O Ministério da Educação esclareceu esta terça-feira, à agência Lusa, que vai acabar no próximo ano letivo com a contestada Bolsa de Contratação de Escolas (BCE).


“O Ministério da Educação entende que este modelo claramente não funcionou”, refere o ministério no esclarecimento, salientando que a “média de espera para contratação de um professor é de 21 dias”.

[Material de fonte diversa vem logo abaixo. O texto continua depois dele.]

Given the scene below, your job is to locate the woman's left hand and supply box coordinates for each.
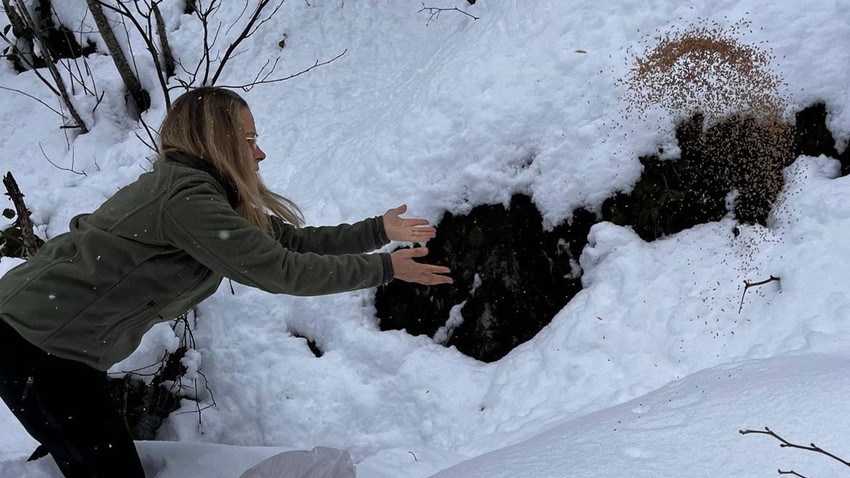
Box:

No esclarecimento, o Ministério da Educação refere também que um modelo mais eficaz deverá ser encontrado em “sede negocial” para “valorizar a função docente”.

Em reação à decisão anunciada, a Federação Nacional dos Professores (Fenprof) sublinhou, em comunicado, que o fim da BCE “deverá levar a que, finalmente, toda a contratação respeite regras transparentes e justas que só o concurso nacional, assente na graduação profissional, pode garantir”.

A Fenprof relembra que sempre defendeu um “concurso único” e de “âmbito nacional” para a contratação de docentes e com base na sua graduação profissional.

A federação “aguarda agora o início das negociações, nas quais aproveitará para apresentar ao Ministério da Educação propostas de alteração relativas a outros aspetos do regime de concursos”, refere.

A BCE começou a ser aplicada pela primeira vez em 2014 como forma de colocação de professores contratados nas escolas consideradas Territórios Educativos de Intervenção Prioritária (TEIP) e nas escolas com contrato de autonomia.

A dificuldade em confirmar a veracidade dos dados apresentados pelos professores, nas suas candidaturas, contribuiu para atrasar o processo de colocação.

O ministro da Educação, Nuno Crato, assumiu no parlamento, em setembro de 2014, que o processo de colocações de professores nas escolas pela primeira BCE tinha erros matemáticos na fórmula de cálculo das listas ordenadas, pelos quais pediu desculpa a pais, alunos, deputados e ao país.

Os erros acabariam por obrigar a anular este concurso, a refazer a lista e a corrigir colocações, que deixaram muitos professores, inicialmente colocados, sem um lugar nas escolas, e motivaram atrasos de meses na colocação de docentes, deixando milhares de alunos sem aulas a várias disciplinas.

Para o ano letivo de 2015/16, as candidaturas à Bolsa de Contratação de Escola (BCE) abriram em julho e os professores contratados candidataram-se a um lugar nas escolas consideradas de intervenção prioritária ou com contratos de autonomia.